# Ethanol free fuel at marinas?



## SHatten (Sep 30, 2007)

I have spoken with several of the local marina operators and they advise me that the fuel they sell at the docks is ethanol free. I want to believe what I am being told but can anyone help confirm this?I am aware that the law will soon take effect making all fuel being sold have ethanol. Will this include marine applications? From what I have read I understand the answer to be yes. I hate to be a non believer in what I'm being told but are the marinas just trying to make an extra dollar on fuel saying it is ethanol free? Is there any sure way to tell if the fuel your buying is free from ethanol other than take the word of the marina operator?


----------



## RPM (Mar 18, 2010)




----------



## Nat (Oct 10, 2007)

I know a guy that buys alot of fuel and is friends with a fuel distributor that sells 100% unleaded to marinas

@ the new barbers marina over west of Pirates Cove ethanol free regular unleaded is $3.25

Honda says DO NOT Use E-85

<a href="http://marine.honda.com/owners/fuelrecommendations">http://marine.honda.com/owners/fuelrecommendations</a>

what stations sell E-85 in Pcola


----------



## kavaliauskas (Dec 14, 2010)

Found a really good resource for finding ethanol free marinas... Marinefuel.com has a directory of all marinas and they indicate if they are ethanol free or not. They also show real-time fuel prices!


----------



## inshorefisher (Nov 13, 2007)

Harbor View Marine serves ethenol free gas. There fule is 3.99 gallon.


----------



## BamaBoyz (Aug 21, 2009)

HARBOR VIEW MARINE. :thumbup:I know for fact they have Ethanol Free fuel.:yes: I have purchased my fuel there for a couple years now, and I've never had any issues with my fuel.


----------



## johnsonbeachbum (Oct 1, 2007)

The Florida ethanol fuel mandate (as of 01/01/2011) does not apply to fuel used in aircraft or watercraft, fuel sold to a blender, or fuel sold for use in collector vehicles, off-road vehicles, motorcycles, or small engines. If a terminal supplier, importer, blender, or wholesaler is unable to obtain ethanol fuel at the same or lower price as unblended gasoline, then the covered entity may apply for a waiver. (Reference Florida Statutes 526.201-526.207)
Look at 526.203
http://www.leg.state.fl.us/Statutes/...0526/0526.html

Landlocked gas stations are allowed to sell it. If they desire to sell it.
I would imagine that many will stop selling it if they do not sell enough to justify keeping a tank and pump dedicated to ethanol free fuel.


----------



## screwballl (Feb 1, 2011)

The latest mandates modified the locations allowed to sell unblended gasoline, so the only places allowed to sell Ethanol-free gasoline is Marinas and air fields. Landlocked fueling stations not directly adjacent to a marina/air field are not allowed to sell 100% gasoline anymore as of 01Jan2011.


----------



## Huff (Jan 17, 2008)

we have Ethanol free fuel at Barber Marina...$3.60


----------



## lsucole (May 7, 2009)

The Santa Rosa Yacht Club fuel dock sells non ethanol gas and is open to the public.


----------



## johnsonbeachbum (Oct 1, 2007)

screwballl said:


> The latest mandates modified the locations allowed to sell unblended gasoline, so the only places allowed to sell Ethanol-free gasoline is Marinas and air fields. Landlocked fueling stations not directly adjacent to a marina/air field are not allowed to sell 100% gasoline anymore as of 01Jan2011.

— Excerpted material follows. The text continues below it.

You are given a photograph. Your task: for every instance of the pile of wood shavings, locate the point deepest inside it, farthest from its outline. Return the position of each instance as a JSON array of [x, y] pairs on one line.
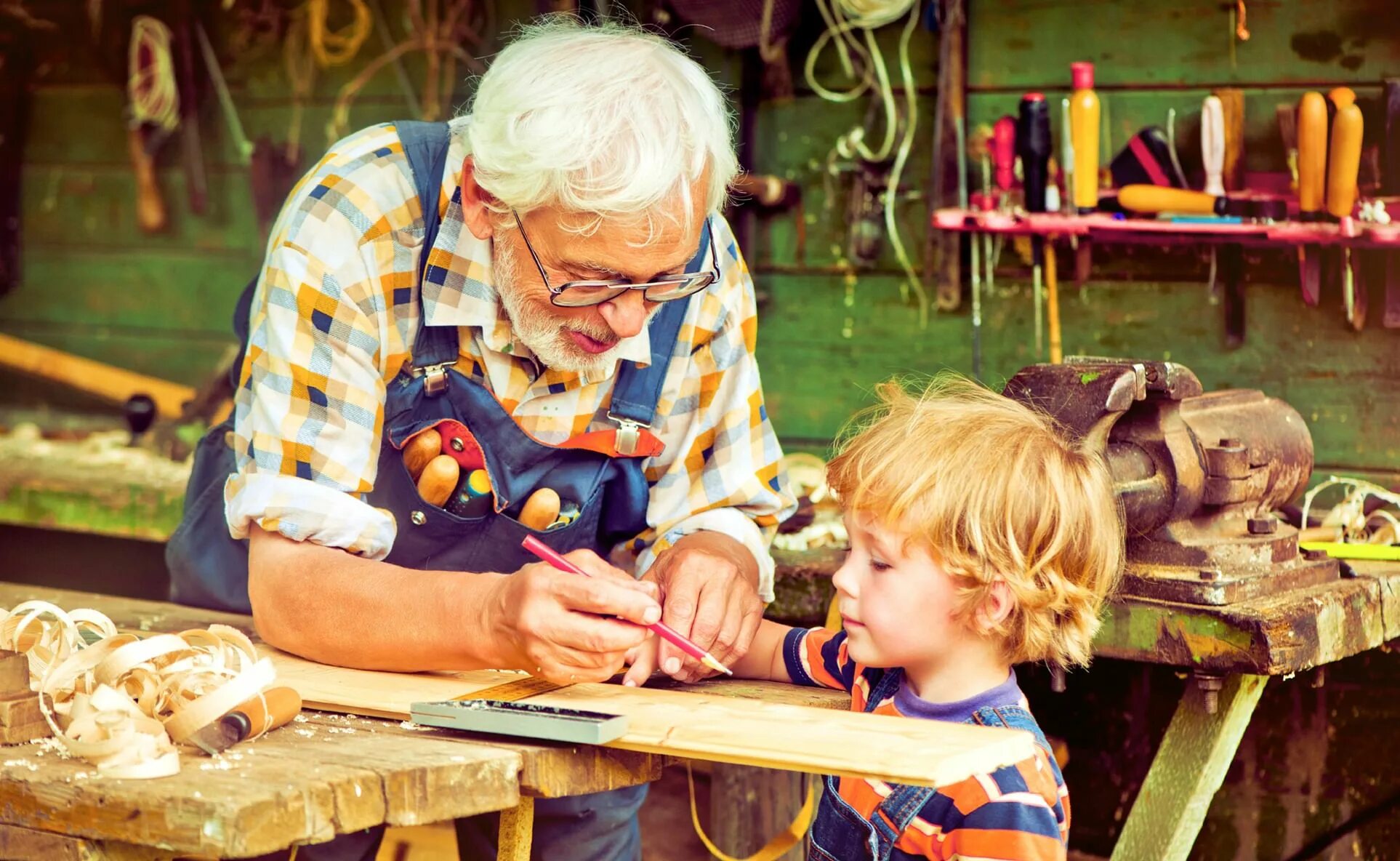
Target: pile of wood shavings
[[122, 702]]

Not according to Florida law.


----------



## fishingphil (Jul 26, 2010)

I was at the BP station on Scenic Hiway again today and they still have the ethanol free mid grade on pumps 1 and 2. If that law went into effect 1/1/2011 then they are sure breaking it.


----------



## screwballl (Feb 1, 2011)

That is Florida law... but I doubt they are really going to enforce it for a while without pressure from the Feds.


----------



## Realtor (Oct 1, 2007)

I find it hard to think not ALL gas has enthnal in it.


----------